Von Frey measurements in SNI and sham rats. The spared nerve injury (SNI) model of neuropathic pain was used. The left or ipsilateral nerve was injured while the right or contralateral nerve was intact. Tactile sensitivity of the spared region of the operated paws was measured from the withdrawal responses to mechanical stimulation with von Frey filaments. 50% response thresholds were calculated according to Chaplan et al. (1994). Data are shown by dividing the contralateral/right paw over the ipsilateral/left paw, at 1, 2, and 4 weeks post SNI or sham surgery. All animals that underwent SNI surgery developed significant tactile allodynia in the ipsilateral/left paw that persisted until they were sacrificed, while sham rats showed no changes, *p < 0.01. n = 8 SNI and sham for 1 week, 4 for 2 weeks, and 6 for 4 weeks.

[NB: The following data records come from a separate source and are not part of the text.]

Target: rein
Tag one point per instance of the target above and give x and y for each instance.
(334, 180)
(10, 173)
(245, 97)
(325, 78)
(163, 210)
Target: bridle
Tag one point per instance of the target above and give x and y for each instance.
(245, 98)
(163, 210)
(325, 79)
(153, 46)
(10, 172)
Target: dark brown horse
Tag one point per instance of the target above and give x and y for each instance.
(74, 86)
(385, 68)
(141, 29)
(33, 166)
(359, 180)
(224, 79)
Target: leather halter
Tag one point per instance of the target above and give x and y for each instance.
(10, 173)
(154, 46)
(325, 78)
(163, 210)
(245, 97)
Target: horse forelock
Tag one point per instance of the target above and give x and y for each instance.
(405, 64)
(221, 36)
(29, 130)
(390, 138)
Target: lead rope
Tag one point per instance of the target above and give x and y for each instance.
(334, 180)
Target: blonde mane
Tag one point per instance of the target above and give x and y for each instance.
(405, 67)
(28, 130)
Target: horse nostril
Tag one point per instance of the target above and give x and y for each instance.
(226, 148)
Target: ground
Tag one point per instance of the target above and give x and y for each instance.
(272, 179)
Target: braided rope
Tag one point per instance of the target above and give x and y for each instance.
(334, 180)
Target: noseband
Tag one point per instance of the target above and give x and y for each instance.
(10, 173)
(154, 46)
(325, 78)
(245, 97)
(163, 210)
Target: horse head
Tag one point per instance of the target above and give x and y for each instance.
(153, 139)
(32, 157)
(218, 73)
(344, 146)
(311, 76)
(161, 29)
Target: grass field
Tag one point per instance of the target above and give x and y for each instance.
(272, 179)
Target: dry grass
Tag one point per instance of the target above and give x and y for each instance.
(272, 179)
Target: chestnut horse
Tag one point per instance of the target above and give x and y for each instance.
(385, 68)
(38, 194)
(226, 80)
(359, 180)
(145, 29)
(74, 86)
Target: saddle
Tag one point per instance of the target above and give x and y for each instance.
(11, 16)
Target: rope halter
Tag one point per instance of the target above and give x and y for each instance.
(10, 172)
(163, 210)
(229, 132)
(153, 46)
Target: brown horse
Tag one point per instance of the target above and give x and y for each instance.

The left foot von Frey thresholds for sham-operated and SNI rats, respectively, were 3.93 ± 0.58 g and 0.55 ± 0.41 g at 1 week, 5.16 ± 0.49 g and 0.64 ± 0.16 g at 2 weeks, and 7.93 ± 0.77 g and 0.97 ± 0.44 g at 4 weeks after surgery.

FIGURE 4

Nerve injury induces a robust and long lasting increase in DNMT3b expression. Gene expression is normalized to GAPDH. All SNI data are normalized to sham controls. (A) At 1 week post nerve injury, qRT-PCR experiments demonstrate a significant, almost fourfold increase in DNMT3b transcript in the DRG ipsilateral to the injured nerve. DRGs contralateral to nerve injury showed no significant changes, *p < 0.001. n = 8 SNI and 8 sham. (B) At 2 weeks post nerve injury, qRT-PCR experiments demonstrate a significant increase in DNMT1 (38%), DNMT3a (58%), and DNMT3b (twofold) transcripts in the DRGs ipsilateral to the injured nerve. DRGs contralateral to nerve injury showed no changes, *p < 0.05. n = 4 SNI and 4 sham animals. (C) At 4 weeks post nerve injury, qRT-PCR experiments demonstrate a significant, approximately 40% increase in DNMT3b transcripts in the DRGs ipsilateral to the injured nerve. DRGs contralateral to nerve injury showed no changes. For DRGs ipsilateral to injury in SNI rats, DNMT1 showed a trend toward being increased by 27% with p = 0.09 while DNMT3a also showed a slight trend of being increased by 42% with p = 0.22, *p < 0.05. n = 6 SNI and 6 sham.

FIGURE 5

DNMT3b transcript expression remains exclusively neuronal after peripheral nerve injury. Immunohistochemisry was performed on sections obtained from DRG ipsilateral to the peripheral injury in two SNI rats 1 week post-surgery. (A,B) are two examples of images obtained by staining the DRG sections with DNMT3b (green) antibody and DAPI (blue). Note that, similar to the naïve tissue, DNMT3b expression is ubiquitous in neurons, but absent from glia.